固形の貯蔵媒体が糖ガラス形態である、請求項１１記載のDNA医薬製剤。
DNAがスーパーコイルプラスミドDNAである、請求項１〜１２のいずれか1項に記載のDNA医薬製剤。
37℃での４週間の保存後に50％以上のDNAがそのスーパーコイル型を維持するように、スーパーコイルプラスミドDNAが安定化されている、請求項１３記載のDNA医薬製剤。
放出される際の単量体：二量体スーパーコイル型の比率が0.8：1.2の範囲内であるように、DNAが安定化されている、請求項１３記載のDNA医薬製剤。
薬剤がワクチンである、請求項１〜１５のいずれか1項に記載のDNA医薬製剤。
固形の貯蔵媒体がワクチンアジュバント、トランスフェクション促進剤、DNA分解酵素阻害剤または結晶阻害剤を更に含有する、請求項１〜１６のいずれか1項に記載のDNA医薬製剤。

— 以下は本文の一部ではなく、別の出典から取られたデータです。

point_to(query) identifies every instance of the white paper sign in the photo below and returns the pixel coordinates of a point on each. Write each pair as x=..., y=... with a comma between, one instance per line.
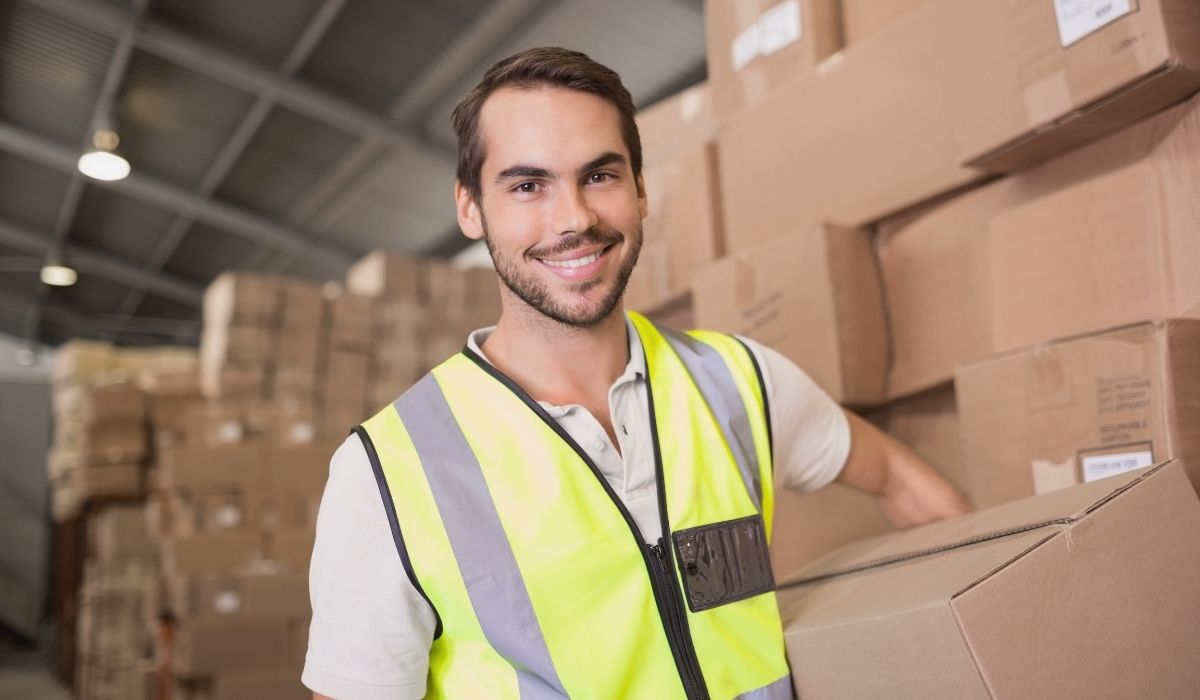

アジュバントがCpG、合成イミダゾキノリン、ツセラゾール（tucerasol）、サイトカイン、MPL、QS21、QS7および水中油型エマルジョンから成る群より選択される、請求項１７記載のDNA医薬製剤。
高密度核成分が0.5〜10μmの平均粒径のマイクロビーズである、請求項１記載のDNA医薬製剤。

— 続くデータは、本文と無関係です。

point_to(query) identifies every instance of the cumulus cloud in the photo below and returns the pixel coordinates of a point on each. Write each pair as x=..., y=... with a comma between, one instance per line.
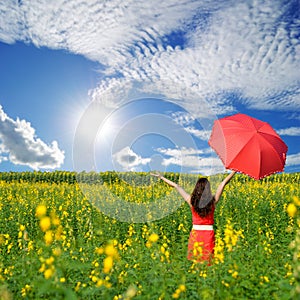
x=129, y=160
x=196, y=160
x=19, y=141
x=291, y=131
x=187, y=121
x=243, y=47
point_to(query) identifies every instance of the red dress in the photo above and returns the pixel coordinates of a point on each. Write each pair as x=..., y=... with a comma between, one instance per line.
x=201, y=242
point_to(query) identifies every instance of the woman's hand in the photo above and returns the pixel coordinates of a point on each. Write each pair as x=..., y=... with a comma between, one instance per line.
x=156, y=175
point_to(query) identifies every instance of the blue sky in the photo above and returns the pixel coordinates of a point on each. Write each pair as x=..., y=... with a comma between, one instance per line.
x=136, y=85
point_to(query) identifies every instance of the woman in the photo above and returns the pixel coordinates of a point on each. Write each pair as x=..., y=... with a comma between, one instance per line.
x=202, y=203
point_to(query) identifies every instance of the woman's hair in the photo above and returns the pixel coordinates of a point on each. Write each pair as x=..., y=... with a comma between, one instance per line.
x=202, y=199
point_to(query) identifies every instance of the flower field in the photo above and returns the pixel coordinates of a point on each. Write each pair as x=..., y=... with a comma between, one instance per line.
x=56, y=242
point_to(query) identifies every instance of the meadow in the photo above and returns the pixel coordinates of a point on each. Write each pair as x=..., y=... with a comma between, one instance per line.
x=59, y=241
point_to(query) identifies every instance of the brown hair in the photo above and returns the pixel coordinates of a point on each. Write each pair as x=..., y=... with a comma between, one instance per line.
x=202, y=199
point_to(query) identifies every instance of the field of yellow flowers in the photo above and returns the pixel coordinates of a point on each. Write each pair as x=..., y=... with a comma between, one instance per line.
x=55, y=243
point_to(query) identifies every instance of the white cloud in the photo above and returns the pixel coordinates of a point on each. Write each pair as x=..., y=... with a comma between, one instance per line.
x=187, y=121
x=244, y=47
x=291, y=131
x=129, y=160
x=19, y=141
x=293, y=160
x=196, y=160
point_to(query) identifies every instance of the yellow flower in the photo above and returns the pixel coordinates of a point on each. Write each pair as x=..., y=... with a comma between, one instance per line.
x=45, y=223
x=153, y=238
x=107, y=264
x=48, y=237
x=49, y=273
x=291, y=210
x=182, y=287
x=40, y=211
x=110, y=250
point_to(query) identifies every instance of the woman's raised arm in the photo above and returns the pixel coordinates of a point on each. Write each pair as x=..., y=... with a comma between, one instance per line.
x=222, y=185
x=186, y=196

高密度核成分が金またはタングステンマイクロビーズである、請求項１９記載のDNA医薬製剤。
DNA薬剤、貯蔵媒体、およびフリーラジカルの分解効果を阻害する安定化剤からなる溶液を溶媒中で調製する工程、続いて、該溶液で少なくとも１つの高密度核成分を被覆する工程、ならびに、溶媒を除去して薬剤およびフリーラジカルの分解効果を阻害する薬剤を含有する固形の貯蔵媒体を形成する工程を含む、請求項１記載のDNA医薬製剤の製造方法。
貯蔵媒体が糖である、請求項２１記載のDNA医薬製剤の製造方法。
支持構材上での乾燥前の糖濃度が20〜40％w/vの範囲である、請求項２２記載のDNA医薬製剤の製造方法。
溶媒が工程の前に脱金属されている、請求項２３記載のDNA医薬製剤の製造方法。